Expositions

Paul Klee, l'ironie à l'oeuvre

Paul Klee: et l'art, dans tout ça, qu'est-ce que c'est?

Infos & réservation

Centre Pompidou
Place Georges Pompidou
75004 Paris
Tél. : 01 44 78 12 33
http://www.centrepompidou.fr

Lu / Vu par

Marie Wimez
Publié le 21 avr . 2016

Recommandation

3,0BonBon

Thème

Réunissant 230 œuvres, cette rétrospective propose une nouvelle lecture de l’œuvre de Paul Klee, autour des thèmes de l’ironie et du commentaire satirique.

Paul Klee est né en Suisse, en 1879, dans une famille de musiciens. 

Il a beaucoup voyagé. En 1906, il s’est installé avec sa femme à Munich où il a enseigné au Bauhaus. En 1933, il s’exile en Suisse, fuyant le nazisme. Il meurt à Locarno en 1940      

Attiré par les modernismes de son temps, Paul Klee n’a jamais hésité à ironiser sur leurs principes. Ce que veut nous montrer l’exposition, c’est que Klee a adopté des postures toujours différentes, pratiquant l’ironie, la satire, voire le grotesque tout en balançant constamment entre le réel et l’idéal ainsi qu’en maniant le paradoxe ou les antagonismes avec une virtuosité certaine.

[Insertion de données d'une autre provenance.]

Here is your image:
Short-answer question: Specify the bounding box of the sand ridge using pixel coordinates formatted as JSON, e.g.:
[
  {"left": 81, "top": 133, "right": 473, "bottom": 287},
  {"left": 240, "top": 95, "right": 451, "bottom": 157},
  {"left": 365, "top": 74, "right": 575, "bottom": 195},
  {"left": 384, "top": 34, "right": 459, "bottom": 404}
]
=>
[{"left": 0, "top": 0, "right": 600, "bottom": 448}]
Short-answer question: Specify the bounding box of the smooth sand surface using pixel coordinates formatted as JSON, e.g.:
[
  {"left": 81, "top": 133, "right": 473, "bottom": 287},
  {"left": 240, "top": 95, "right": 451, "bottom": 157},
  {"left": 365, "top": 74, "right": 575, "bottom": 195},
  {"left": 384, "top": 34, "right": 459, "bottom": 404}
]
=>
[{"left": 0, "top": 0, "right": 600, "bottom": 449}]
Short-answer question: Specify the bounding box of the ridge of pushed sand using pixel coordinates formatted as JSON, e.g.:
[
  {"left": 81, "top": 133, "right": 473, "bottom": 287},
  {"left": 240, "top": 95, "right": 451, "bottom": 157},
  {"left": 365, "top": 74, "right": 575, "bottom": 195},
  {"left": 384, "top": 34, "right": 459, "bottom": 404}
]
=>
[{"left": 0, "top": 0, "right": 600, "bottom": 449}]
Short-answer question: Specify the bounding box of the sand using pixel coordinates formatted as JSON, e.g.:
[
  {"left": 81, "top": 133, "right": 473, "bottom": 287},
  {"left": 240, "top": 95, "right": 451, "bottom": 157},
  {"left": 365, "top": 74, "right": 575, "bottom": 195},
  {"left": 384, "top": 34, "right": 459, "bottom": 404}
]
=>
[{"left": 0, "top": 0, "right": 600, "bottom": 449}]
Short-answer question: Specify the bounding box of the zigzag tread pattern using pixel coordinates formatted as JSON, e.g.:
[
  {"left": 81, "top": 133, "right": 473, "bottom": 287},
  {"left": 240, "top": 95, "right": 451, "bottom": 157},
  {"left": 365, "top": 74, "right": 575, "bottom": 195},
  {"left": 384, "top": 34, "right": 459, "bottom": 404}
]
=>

A l’aune de sa technique qui oscille entre un abord facile et une extrême sophistication.

Points forts

- L’approche didactique : l’exposition se déploie en 7 sections thématiques; chaque étape de  l‘évolution artistique de Klee est mise en lumière.  Influencé  par le cubisme, le constructivisme, le surréalisme, Dada et Picasso, le style de l’artiste suisse aboutit à une œuvre très singulière, «inclassable».  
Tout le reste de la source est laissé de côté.